Temple Newsam (historically Temple Newsham), (grid reference SE357322) is a Tudor-Jacobean house in Leeds, West Yorkshire, England, with grounds landscaped by Capability Brown.

The estate lends its name to the Temple Newsam ward of Leeds City Council, in which it is situated, and lies to the east of the city, just south of Halton Moor, Halton, Whitkirk and Colton. It is one of nine sites in the Leeds Museums & Galleries group.

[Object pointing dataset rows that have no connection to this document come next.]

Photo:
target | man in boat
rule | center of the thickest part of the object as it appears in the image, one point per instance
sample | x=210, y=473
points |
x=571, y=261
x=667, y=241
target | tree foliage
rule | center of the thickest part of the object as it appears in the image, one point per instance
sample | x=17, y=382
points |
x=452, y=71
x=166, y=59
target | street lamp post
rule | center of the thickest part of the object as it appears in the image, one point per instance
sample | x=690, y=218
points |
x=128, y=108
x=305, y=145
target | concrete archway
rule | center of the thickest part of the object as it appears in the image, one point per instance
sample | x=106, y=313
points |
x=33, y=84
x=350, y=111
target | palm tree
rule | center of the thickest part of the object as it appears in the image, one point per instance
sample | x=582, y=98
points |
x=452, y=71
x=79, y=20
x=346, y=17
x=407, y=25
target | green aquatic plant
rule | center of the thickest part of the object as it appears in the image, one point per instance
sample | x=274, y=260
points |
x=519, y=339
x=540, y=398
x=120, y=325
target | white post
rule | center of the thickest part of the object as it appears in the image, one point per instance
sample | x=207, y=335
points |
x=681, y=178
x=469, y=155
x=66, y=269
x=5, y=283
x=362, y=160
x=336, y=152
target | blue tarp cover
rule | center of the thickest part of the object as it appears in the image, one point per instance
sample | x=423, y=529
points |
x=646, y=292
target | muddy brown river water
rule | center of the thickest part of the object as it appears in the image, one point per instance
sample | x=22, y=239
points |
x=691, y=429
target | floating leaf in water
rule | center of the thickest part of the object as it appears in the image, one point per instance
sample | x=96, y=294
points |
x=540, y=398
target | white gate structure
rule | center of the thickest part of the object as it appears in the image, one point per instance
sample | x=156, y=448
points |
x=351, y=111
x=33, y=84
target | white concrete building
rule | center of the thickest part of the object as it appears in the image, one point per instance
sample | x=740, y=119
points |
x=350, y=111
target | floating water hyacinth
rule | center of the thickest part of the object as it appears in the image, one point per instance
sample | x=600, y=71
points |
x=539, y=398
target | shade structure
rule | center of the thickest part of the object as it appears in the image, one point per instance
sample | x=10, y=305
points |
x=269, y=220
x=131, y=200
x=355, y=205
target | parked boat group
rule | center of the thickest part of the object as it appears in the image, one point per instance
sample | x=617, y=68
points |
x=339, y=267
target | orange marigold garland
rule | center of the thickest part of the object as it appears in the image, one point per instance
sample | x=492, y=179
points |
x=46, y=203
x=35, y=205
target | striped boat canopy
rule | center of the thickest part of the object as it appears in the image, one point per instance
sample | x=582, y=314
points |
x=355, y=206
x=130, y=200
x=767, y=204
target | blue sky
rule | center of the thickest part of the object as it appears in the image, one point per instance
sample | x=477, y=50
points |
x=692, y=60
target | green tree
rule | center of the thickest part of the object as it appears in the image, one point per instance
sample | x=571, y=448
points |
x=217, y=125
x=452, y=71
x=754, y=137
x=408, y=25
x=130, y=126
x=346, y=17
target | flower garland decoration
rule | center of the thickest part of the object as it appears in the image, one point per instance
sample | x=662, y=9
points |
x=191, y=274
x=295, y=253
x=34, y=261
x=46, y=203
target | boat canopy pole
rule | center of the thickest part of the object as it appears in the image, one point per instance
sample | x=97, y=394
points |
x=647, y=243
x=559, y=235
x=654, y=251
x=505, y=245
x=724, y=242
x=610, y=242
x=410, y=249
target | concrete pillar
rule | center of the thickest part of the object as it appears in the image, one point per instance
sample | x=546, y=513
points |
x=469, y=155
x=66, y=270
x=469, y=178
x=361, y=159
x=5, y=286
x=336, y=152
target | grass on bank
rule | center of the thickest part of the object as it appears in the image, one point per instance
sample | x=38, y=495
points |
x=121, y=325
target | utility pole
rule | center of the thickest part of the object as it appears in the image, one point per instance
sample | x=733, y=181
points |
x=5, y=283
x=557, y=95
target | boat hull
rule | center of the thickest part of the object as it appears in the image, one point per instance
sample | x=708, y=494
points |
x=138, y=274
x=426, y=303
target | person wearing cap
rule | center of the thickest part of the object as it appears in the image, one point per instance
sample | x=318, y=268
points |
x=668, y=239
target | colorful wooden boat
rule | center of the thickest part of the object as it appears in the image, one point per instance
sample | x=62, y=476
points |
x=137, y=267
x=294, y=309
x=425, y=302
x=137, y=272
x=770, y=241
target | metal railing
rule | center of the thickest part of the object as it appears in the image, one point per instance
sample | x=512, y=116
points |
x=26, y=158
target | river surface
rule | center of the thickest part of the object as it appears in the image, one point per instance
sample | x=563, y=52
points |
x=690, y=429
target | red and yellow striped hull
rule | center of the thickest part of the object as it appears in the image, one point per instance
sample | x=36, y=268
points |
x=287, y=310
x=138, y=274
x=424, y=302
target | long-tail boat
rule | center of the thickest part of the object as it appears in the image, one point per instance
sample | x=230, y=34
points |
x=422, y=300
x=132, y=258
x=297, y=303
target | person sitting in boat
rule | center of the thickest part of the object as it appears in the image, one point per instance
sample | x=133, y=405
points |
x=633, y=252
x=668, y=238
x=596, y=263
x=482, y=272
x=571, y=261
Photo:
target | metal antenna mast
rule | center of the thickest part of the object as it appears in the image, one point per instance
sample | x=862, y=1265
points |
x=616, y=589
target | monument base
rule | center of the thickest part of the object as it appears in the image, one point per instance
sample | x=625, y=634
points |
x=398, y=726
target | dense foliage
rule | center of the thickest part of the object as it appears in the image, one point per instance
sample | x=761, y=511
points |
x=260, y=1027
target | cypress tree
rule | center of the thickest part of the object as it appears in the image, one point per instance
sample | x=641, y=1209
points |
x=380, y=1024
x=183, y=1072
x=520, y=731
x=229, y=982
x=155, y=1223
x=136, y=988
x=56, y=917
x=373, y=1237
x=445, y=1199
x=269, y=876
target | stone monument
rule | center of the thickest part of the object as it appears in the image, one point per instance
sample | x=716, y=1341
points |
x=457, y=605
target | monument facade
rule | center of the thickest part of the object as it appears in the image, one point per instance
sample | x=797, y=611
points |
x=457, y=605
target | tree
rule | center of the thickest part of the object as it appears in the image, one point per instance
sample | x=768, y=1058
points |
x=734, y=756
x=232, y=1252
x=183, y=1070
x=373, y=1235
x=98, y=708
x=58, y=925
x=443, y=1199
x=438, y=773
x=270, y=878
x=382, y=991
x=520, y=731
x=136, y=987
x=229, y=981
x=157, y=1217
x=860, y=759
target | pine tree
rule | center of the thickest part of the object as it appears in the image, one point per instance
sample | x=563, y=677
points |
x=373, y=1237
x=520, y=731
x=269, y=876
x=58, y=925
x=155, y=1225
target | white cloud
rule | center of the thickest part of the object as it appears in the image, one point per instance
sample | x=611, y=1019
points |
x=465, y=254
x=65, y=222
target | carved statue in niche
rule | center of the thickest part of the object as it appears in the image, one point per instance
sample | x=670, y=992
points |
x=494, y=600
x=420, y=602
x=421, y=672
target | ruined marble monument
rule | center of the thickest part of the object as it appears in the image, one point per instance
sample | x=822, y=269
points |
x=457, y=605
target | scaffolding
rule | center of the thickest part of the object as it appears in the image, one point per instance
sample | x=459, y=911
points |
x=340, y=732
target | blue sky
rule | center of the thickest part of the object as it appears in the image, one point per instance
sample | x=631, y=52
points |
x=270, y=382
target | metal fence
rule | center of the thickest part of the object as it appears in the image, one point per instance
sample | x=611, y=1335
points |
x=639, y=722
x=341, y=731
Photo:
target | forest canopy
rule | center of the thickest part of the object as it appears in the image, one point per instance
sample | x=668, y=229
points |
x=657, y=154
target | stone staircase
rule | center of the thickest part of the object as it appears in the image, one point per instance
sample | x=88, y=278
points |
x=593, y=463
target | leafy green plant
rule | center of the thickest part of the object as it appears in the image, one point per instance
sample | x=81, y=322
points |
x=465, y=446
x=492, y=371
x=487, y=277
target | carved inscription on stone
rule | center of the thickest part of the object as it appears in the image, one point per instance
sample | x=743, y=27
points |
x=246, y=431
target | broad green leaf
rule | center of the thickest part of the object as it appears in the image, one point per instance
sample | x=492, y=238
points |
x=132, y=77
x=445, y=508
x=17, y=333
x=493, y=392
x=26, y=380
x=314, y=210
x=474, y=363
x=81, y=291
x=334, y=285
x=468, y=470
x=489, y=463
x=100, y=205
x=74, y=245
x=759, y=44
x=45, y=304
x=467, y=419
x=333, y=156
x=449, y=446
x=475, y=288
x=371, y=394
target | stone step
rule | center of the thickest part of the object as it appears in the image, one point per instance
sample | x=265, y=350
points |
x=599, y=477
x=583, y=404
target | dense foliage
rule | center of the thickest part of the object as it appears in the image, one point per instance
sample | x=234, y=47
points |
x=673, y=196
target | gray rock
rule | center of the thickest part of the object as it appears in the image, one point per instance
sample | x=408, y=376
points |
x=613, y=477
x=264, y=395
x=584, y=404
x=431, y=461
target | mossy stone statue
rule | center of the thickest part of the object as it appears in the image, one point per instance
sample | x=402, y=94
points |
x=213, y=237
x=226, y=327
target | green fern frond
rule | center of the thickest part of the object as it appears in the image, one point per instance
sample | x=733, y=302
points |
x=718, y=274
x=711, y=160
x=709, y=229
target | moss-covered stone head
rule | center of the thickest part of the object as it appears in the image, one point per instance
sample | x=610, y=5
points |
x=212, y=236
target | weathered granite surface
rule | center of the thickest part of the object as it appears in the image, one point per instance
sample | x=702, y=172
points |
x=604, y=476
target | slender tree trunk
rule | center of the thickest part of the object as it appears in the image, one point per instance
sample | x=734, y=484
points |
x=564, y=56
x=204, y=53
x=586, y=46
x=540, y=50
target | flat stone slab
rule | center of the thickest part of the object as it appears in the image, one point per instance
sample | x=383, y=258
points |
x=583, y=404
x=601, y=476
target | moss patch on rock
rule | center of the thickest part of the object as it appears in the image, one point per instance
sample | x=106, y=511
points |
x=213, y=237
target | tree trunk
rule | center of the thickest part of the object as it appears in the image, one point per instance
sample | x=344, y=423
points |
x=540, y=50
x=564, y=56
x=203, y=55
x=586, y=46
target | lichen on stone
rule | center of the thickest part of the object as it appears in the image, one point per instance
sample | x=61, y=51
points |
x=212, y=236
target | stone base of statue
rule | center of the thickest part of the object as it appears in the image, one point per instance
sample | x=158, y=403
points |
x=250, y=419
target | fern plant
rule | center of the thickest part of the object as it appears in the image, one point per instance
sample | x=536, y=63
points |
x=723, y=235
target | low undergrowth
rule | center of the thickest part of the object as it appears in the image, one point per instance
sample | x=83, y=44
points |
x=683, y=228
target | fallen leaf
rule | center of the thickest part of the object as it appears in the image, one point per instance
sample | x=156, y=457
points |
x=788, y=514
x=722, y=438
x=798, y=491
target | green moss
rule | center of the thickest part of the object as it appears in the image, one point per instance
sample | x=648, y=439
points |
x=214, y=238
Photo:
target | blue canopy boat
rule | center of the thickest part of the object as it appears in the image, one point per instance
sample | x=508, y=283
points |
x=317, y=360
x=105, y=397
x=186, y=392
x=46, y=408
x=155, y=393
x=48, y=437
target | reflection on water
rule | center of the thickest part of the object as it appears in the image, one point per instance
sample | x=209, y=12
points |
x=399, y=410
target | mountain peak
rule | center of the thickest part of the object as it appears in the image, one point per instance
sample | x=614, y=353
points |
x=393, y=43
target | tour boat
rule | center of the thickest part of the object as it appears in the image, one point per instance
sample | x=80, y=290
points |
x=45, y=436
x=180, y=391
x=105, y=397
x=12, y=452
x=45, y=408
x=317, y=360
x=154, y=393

The house is a Grade I listed building, defined as a "building of outstanding or national architectural or historic interest". The stables are Grade II* listed ("particularly significant buildings of more than local interest"), and ten separate features of the estate are Grade II listed ("buildings of special architectural or historic interest"), including the Sphinx Gates and the Barn.[1] Temple Newsam House is one of Leeds Museums and Galleries sites.[2] It is also part of the research group, Yorkshire Country House Partnership.[3]

History[edit]

1066 to 1520[edit]

In the Domesday Book of 1086 the manor is listed as Neuhusam (meaning new houses) and was held by Ilbert de Lacy and his sons.[4] Before the Norman Conquest of 1066 it had been held by Dunstan and Glunier, Anglo-Saxon thanes.[4] In about 1155, Henry de Lacy gave it to the Knights Templar, who built Temple Newsam Preceptory on a site near the present house.[5] The Templars farmed the estate very efficiently, with 1100 animals.[6] In 1307 the Templars were suppressed, and Edward II granted the manor to Sir Robert Holland who held it until 1323 when he was deprived of his estates.[6] The Templars tried to retake the estate but they were forced to surrender and in 1327 it was granted to Mary de St Pol, the Countess of Pembroke, who held the manor for 50 years.[6] In 1377 by royal decree the estate reverted to Philip Darcy, 4th Baron Darcy de Knayth (1341–1398).[6] It then passed through several members of the Darcy family, until it was inherited by the 21-year old Thomas, Lord Darcy in 1488.[7] Between 1500 and 1520 a Tudor manor house, known as Temple Newsam House, was built on the site.[8] It has also been spelled "Newsham" in the past.[9]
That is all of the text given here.